Maximize Grow Room Square Footage
To improve your ROI, maximizing the square footage of your commercial grow rooms is crucial. It involves fitting in as many plants as possible without compromising the quality or yield. There are several reasons why you should maximize your canopy footprint, such as in cities where real estate comes at a premium, or if you want bigger yields without expanding your operation.
To make the most out of your indoor farm, there are four key methods that you should implement:
First, go vertical by investing in multi-tier grow racks that allow you to expand your plant canopy in cubic feet without adding square footage. However, for cannabis growers, they should consider the type of racks, water volumes, and HVAC requirements before deciding what works best for their ROI. In addition, you need to invest in LED lights that emit less heat and HVAC systems that can handle higher cooling loads and humidity.
Second, create moveable aisles using mobile benches and vertical grow racks that allow you to expand your cultivation space without the need for additional floor space. This also allows you to fit many more rows of plants inside the grow space. Work with your mechanical engineer to ensure that you are providing proper cooling, dehumidification, and air circulation evenly throughout the room.
Third, optimize your layout by keeping your workflow in mind. For example, a vertically integrated cannabis producer may require dedicated rooms for clones, veg, flower, drying, and extraction, all securely separated from a dispensary retail front. A facility layout optimized for labor can improve productivity and minimize costs to get the most out of your farm.
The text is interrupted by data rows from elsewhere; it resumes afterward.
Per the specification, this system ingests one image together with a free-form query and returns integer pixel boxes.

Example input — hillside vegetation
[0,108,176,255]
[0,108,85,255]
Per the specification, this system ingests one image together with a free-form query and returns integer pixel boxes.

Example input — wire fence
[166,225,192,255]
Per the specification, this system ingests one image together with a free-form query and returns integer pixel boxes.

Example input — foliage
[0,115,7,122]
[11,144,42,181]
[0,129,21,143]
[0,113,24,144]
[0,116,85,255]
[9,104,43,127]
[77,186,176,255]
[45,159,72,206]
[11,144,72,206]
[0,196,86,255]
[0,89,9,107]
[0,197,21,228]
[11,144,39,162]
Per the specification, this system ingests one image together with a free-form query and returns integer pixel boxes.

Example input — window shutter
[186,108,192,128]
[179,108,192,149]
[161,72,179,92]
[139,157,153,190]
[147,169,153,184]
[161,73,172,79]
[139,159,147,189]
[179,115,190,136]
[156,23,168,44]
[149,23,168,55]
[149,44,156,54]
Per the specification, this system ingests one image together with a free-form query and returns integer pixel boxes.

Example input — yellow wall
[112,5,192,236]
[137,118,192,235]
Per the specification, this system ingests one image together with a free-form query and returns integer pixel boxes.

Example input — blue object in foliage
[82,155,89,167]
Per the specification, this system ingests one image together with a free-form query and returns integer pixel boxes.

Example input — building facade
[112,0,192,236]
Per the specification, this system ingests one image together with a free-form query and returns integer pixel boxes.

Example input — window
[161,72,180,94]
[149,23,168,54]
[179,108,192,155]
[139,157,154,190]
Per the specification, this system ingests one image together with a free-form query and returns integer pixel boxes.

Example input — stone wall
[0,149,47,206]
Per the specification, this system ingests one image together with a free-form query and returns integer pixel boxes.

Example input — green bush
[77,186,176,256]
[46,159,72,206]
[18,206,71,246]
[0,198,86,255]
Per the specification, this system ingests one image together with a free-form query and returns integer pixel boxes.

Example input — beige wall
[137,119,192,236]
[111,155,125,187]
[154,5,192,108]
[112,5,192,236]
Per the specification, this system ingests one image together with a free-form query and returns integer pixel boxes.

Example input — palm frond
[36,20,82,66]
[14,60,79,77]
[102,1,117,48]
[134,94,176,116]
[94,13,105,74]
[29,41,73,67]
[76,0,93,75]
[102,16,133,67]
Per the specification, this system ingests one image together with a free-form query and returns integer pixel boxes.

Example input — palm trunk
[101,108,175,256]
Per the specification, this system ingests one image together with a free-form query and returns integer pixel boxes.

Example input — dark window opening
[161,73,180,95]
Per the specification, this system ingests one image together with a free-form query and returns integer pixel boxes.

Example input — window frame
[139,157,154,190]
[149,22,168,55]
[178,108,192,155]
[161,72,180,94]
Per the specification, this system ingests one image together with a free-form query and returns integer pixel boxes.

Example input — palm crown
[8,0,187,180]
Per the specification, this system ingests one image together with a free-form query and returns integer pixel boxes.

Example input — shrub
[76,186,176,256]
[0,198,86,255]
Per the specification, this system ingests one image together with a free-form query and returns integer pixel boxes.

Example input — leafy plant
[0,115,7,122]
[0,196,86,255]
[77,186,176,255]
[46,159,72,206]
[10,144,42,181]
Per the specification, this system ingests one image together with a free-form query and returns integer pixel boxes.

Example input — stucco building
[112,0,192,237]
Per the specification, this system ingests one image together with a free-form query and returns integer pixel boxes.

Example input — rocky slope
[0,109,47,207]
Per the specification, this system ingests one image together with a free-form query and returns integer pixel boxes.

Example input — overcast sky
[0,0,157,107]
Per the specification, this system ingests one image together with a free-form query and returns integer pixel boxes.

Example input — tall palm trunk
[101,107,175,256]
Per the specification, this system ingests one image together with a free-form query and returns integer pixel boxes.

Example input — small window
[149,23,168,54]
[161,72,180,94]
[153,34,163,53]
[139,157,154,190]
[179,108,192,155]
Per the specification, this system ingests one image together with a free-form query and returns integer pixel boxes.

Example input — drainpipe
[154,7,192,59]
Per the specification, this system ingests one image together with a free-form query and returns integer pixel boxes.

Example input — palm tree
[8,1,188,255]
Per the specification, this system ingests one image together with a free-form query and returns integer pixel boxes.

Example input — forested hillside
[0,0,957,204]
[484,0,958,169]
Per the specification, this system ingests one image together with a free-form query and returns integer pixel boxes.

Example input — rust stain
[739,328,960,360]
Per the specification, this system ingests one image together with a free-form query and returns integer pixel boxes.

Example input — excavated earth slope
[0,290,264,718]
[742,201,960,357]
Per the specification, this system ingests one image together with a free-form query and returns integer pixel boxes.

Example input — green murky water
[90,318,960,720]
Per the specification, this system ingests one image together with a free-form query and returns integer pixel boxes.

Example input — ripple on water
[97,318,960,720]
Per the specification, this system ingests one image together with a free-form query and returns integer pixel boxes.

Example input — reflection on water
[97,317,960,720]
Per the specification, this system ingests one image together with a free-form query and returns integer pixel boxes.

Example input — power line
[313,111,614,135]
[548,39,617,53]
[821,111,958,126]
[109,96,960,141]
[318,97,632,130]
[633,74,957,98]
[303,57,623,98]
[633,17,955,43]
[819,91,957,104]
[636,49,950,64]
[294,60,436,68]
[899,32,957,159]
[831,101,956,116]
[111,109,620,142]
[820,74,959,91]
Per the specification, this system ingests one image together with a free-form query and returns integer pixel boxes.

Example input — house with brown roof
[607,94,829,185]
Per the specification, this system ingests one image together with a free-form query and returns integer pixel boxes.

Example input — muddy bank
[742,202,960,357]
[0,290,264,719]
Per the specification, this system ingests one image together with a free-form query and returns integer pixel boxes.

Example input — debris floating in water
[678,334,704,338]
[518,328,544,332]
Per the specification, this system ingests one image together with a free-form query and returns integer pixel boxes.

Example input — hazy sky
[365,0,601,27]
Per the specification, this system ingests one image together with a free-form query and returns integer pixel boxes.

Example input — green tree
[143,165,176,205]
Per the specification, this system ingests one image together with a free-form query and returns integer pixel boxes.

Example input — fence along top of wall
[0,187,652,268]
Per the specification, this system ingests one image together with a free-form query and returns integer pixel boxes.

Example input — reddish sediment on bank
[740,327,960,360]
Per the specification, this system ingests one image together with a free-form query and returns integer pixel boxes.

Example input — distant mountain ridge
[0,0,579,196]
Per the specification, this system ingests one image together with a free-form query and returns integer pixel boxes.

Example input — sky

Lastly, maximize your yields by implementing several methods that may increase your yields per plant. There are many variables that will affect your results, including crop variety, environment, watering, nutrients, lighting, air flow, biosecurity, and more. As an existing operator, R&D is key to determining which methods will be most successful for your operation, so be sure to test your methods on small sample crops before implementing changes throughout the rest of your operation.